Pointer persistence in C?

Question

#include <stdio.h>
int main(int argc, char * argv[])
{
    int *ip;
    printf("%d\n", *ip);
    ip=NULL;

        if (1)
        {
            int i=300;
            printf("Inside If Block \n");
            ip=&i;
            printf("*ip=%d----------\n", *ip);
        }
    //printf("i=%d\n", i); /* Now this will cause an error, i has Block scope, fair enough */
    printf("*ip=%d\n", *ip);    
    return 0;
}      

How come the last printf() returns the correct value of i?
Is it because the memory location still holds the value, even if i went out of scope? How does it work ?

Answer 1

This is because ip keeps the value it has, even if the variable it points to went out of existence.

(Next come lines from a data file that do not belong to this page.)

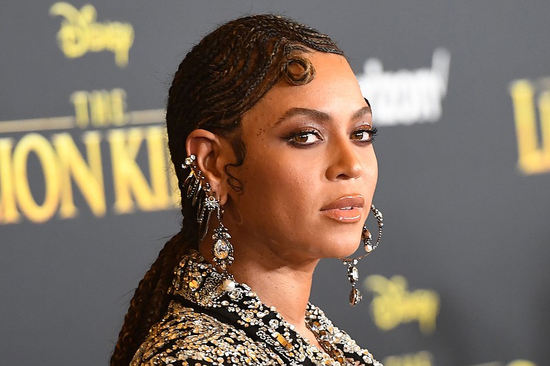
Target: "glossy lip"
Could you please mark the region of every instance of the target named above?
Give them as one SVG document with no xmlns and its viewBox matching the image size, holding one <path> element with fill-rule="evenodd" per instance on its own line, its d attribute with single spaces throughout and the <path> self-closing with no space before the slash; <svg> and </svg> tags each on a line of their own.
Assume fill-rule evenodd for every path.
<svg viewBox="0 0 550 366">
<path fill-rule="evenodd" d="M 365 200 L 360 194 L 350 194 L 340 197 L 321 208 L 324 216 L 342 222 L 357 222 L 361 214 Z"/>
</svg>

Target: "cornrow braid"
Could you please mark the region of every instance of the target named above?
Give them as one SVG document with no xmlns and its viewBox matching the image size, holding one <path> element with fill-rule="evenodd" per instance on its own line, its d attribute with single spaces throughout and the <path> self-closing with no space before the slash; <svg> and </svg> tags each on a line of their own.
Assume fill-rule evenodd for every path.
<svg viewBox="0 0 550 366">
<path fill-rule="evenodd" d="M 232 141 L 236 161 L 226 166 L 228 184 L 242 189 L 229 168 L 243 163 L 245 146 L 240 137 L 241 116 L 280 80 L 309 82 L 315 70 L 303 55 L 312 51 L 342 55 L 328 36 L 291 19 L 253 15 L 226 24 L 206 36 L 187 54 L 168 91 L 166 127 L 168 148 L 181 187 L 189 173 L 182 168 L 185 141 L 204 128 Z M 130 363 L 151 327 L 168 305 L 173 269 L 191 248 L 198 249 L 197 209 L 182 194 L 182 228 L 160 251 L 130 301 L 111 366 Z"/>
</svg>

You should take extremely care doing this, because in a constellation like

#include <stdio.h>
int main(int argc, char * argv[])
{
    int *ip;
    printf("%d\n", *ip);
    ip=NULL;

        if (1)
        {
            int i=300;
            printf("Inside If Block \n");
            ip=&i;
            printf("*ip=%d----------\n", *ip);
        }

    {
        float j=400.0;
    }

    //printf("i=%d\n", i); /* Now this will cause an error, i has Block scope, fair enough */
    printf("*ip=%d\n", *ip);    
    return 0;
}

the variables i and j might share their location as they never coexist. If ip points there, j's value might become corrupted.

Answer 2

The local variable i is out of scope, so cannot be accessed, but by chance its memory location on the stack, stored in ip, has not been overwritten. You absolutely cannot rely on this behaviour, but in practice you'll find it holds true on many platforms.